Die Vergütung des Insolvenzverwalters ist in der Insolvenzvergütungsverordnung (InsVV) geregelt. § 2 InsVV bestimmt, dass sich die Vergütung des Insolvenzverwalters nach der Insolvenzmasse richtet. Diese ist das gesamte Vermögen des Schuldners zum Zeitpunkt der Eröffnung des Verfahrens und solches, das er während des Verfahrens erlangt – so die Legaldefinition in § 35 I InsO. Erfordert die Tätigkeit einen höheren Arbeitsaufwand oder war sie mit besonderen Schwierigkeiten verbunden, kann ein höherer Satz gezahlt werden. Insolvenzverwalter erhalten ihre Vergütung üblicherweise erst bei Abschluss des Verfahrens. Jedoch kann das Gericht einen Vorschuss gewähren, welchen dieser aus der Masse entnehmen kann.

Wechsel von Kanzlei zu Kanzlei

Insolvenzverwalter sind, sofern nicht Partner, selbständig oder Angestellte in Kanzleien oder Insolvenzverwaltungsgesellschaften. Da Insolvenzverwalter persönlich – und nicht die dahinterstehenden Kanzleien – für konkrete Verwaltungen bestellt werden, nehmen Insolvenzverwalter bei Kanzleiwechseln ihre Bestellungen mit. Für die Aufteilung der meist erst zu einem späterem Zeitpunkt gewährten Vergütung hat sich eine Teilung „pro rata temporis“ zwischen alter und neuer Kanzlei bewährt. Jedenfalls sind Kanzleiwechsel von Insolvenzverwaltern nicht unbedingt schwieriger als solche von Rechtsanwälten, die keine Insolvenzverwalter sind.

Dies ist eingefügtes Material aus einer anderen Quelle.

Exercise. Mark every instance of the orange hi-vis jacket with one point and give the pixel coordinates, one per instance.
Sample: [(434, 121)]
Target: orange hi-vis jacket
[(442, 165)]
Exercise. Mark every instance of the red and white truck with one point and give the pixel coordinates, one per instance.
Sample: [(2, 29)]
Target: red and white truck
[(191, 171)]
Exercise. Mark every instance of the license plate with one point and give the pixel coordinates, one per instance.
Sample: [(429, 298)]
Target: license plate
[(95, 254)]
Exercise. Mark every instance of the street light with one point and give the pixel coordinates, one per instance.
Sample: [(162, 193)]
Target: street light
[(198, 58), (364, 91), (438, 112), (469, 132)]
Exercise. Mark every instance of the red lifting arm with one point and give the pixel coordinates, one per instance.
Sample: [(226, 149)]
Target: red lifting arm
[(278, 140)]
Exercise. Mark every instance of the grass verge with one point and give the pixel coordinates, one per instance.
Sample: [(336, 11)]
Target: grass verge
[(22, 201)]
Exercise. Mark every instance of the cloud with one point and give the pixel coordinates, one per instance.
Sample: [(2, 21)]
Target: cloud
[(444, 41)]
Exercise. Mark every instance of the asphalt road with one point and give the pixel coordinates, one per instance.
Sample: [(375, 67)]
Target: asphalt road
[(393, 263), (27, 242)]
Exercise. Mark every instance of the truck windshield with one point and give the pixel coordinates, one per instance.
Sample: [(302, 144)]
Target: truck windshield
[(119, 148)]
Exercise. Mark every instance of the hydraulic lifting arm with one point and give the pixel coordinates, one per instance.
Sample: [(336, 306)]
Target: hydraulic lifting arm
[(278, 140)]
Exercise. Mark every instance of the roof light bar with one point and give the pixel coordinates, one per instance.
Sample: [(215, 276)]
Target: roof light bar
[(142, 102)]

Seinen Ruf muss sich der Insolvenzverwalter durch erfolgreiche Insolvenzabwicklungen erarbeiten. Erst nach einigen erfolgreich abgewickelten Insolvenzen wird der Insolvenzverwalter auch für größere und somit einträglichere Aufträge bestellt, insbesondere für die lukrativen Insolvenzverfahren über Kapitalgesellschaften.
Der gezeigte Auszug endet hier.